At present, this is the largest study comparing sexual health in long-term BCSs with population controls. No prior study has presented data on sexual health among BCSs receiving extended endocrine treatment. The BCSs were included nationwide, and the controls were considered fairly representative for Norwegian females except for the lack of large cities and immigrant populations [30]. We could have wished for a higher response rate in SWEET, however, based on comparable studies we consider it acceptable [39, 40]. Questionnaires with established psychometric properties were used. We are not aware of other studies reporting mean scores for the domains sexual functioning and sexual enjoyment of EORTC BR23 from population-based samples. Even though this is a BC-specific questionnaire, the sexual items are relevant in the general female population.

Some methodological aspects should be considered. We chose not to exclude controls with prior and/or present cancer as this in our opinion best reflected the general population. The sexual health differences between BCSs and controls may have been even larger if women with cancer had been excluded. The group defined as premenopausal in our study probably includes some postmenopausal women, while the opposite is less likely. These aspects strengthen the finding of poorer sexual health in women diagnosed with BC at premenopausal age compared to controls.

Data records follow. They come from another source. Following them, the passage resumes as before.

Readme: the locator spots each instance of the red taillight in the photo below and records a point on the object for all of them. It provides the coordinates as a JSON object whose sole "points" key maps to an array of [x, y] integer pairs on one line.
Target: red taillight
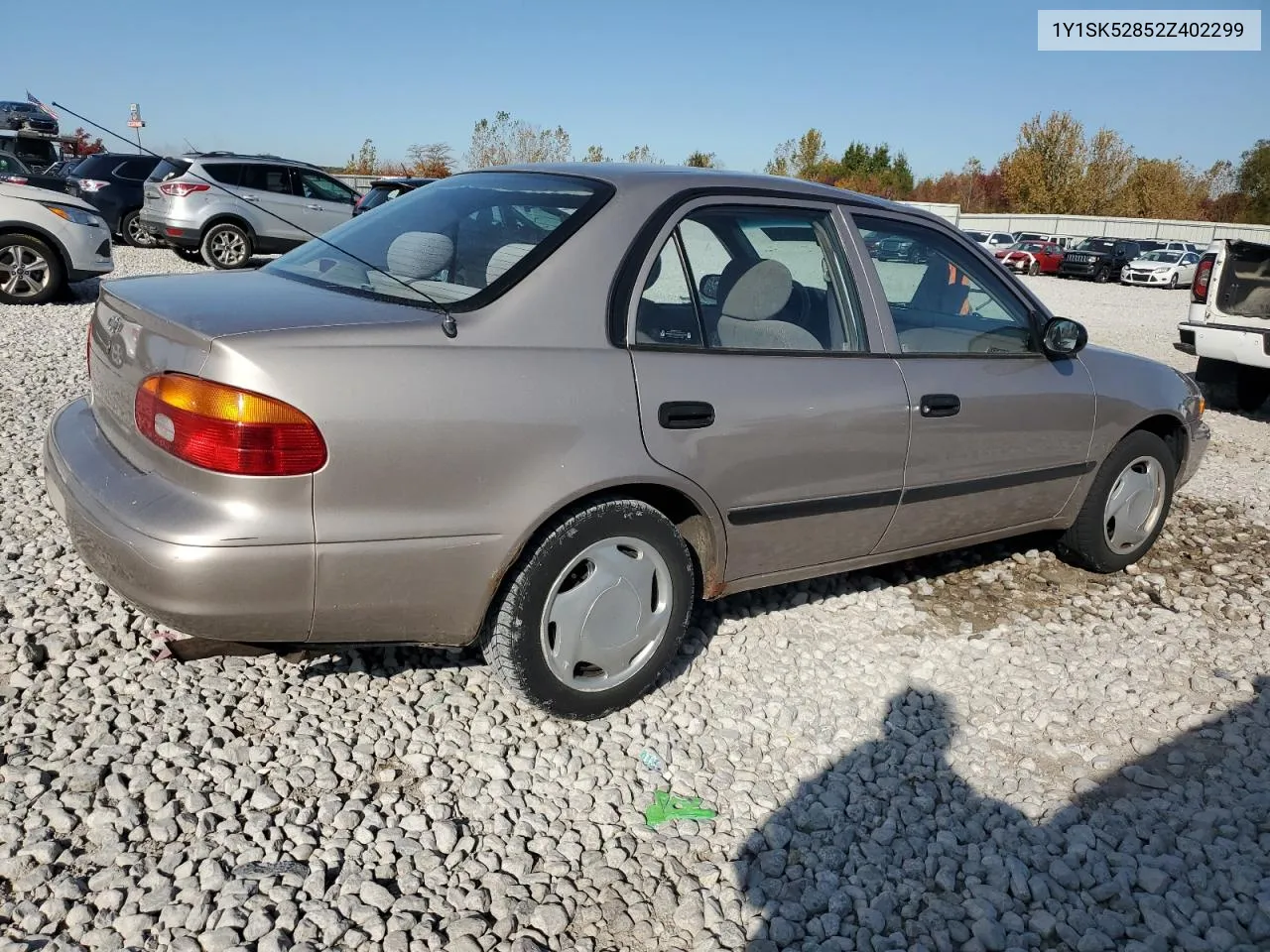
{"points": [[226, 429], [180, 189], [1199, 287]]}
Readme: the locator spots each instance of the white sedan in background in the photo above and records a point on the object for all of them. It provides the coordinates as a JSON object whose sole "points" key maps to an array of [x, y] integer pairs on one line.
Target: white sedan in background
{"points": [[1161, 270], [48, 240]]}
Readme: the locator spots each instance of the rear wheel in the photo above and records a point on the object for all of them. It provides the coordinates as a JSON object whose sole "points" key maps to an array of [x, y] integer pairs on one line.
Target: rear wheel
{"points": [[132, 231], [226, 246], [1127, 507], [31, 272], [594, 612]]}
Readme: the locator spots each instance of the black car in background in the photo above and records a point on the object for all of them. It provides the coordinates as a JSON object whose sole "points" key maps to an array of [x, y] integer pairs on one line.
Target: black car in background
{"points": [[26, 116], [113, 182], [1098, 259], [16, 172], [385, 189]]}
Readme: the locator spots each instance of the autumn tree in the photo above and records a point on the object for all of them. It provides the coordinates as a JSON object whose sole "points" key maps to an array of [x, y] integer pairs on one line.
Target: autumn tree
{"points": [[507, 140], [365, 160], [432, 160], [642, 154], [1160, 188], [1046, 171], [1254, 180]]}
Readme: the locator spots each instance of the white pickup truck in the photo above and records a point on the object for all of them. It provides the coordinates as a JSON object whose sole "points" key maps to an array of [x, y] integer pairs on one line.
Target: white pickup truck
{"points": [[1228, 324]]}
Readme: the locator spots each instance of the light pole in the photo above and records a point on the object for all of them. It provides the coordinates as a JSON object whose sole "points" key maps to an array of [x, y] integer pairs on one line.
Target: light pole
{"points": [[136, 122]]}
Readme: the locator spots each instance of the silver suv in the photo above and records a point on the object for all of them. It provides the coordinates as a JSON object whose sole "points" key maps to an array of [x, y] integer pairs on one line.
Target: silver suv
{"points": [[223, 207]]}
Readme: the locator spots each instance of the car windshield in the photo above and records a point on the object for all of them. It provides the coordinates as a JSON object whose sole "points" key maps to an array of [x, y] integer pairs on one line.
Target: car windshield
{"points": [[1096, 245], [451, 240]]}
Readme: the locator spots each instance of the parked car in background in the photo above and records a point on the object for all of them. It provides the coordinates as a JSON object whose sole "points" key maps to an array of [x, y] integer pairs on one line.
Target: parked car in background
{"points": [[112, 181], [443, 494], [1228, 324], [1164, 270], [1097, 259], [16, 172], [226, 207], [992, 240], [48, 240], [386, 189], [1032, 257], [26, 116]]}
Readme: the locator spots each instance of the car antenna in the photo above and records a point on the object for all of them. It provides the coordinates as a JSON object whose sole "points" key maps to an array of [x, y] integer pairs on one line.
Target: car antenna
{"points": [[447, 320]]}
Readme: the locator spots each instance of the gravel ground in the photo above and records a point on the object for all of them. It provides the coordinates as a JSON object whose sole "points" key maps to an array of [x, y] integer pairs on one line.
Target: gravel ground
{"points": [[984, 751]]}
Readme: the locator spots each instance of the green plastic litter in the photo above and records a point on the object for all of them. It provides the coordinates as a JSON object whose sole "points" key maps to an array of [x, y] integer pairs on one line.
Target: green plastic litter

We defined a mean score difference of ≥ 10% between groups as a clinically significant difference. Even smaller differences of 5–10% may have some clinical relevance [37], which if used would have resulted in clinically significant differences between groups for more outcomes in the analyses. BCSs in this study were treated in a period where the use of adjuvant chemotherapy peaked. Because few premenopausal BCSs were treated without systemic therapies or with endocrine therapy only, no comparative results from these treatments groups could be presented. Treatment with ovarian suppression, in addition to tamoxifen or aromatase inhibitor in premenopausal women with high-risk BC, was not standard of care in 2011 or 2012. Such treatment, which is given today [41], is associated with further reduction in sexual health [42]. BCSs > 65 years at diagnosis and BCSs with relapse or metastatic disease were not invited in the study. Thus, our results cannot be generalized to all age groups or BCSs with advanced disease.

Conclusion

BCSs experienced more sexual health impairments 8 years after diagnosis compared to similar aged population controls. At particular high-risk of sexual health impairments are BCSs diagnosed at premenopausal age and those treated with intensive systemic adjuvant treatments. This knowledge is important, not only for BCSs, but also for the health care providers. During follow-up, attention to sexual health impairments, especially among BCSs with these risk factors, should be provided and handled according to relevant recommendations [43, 44].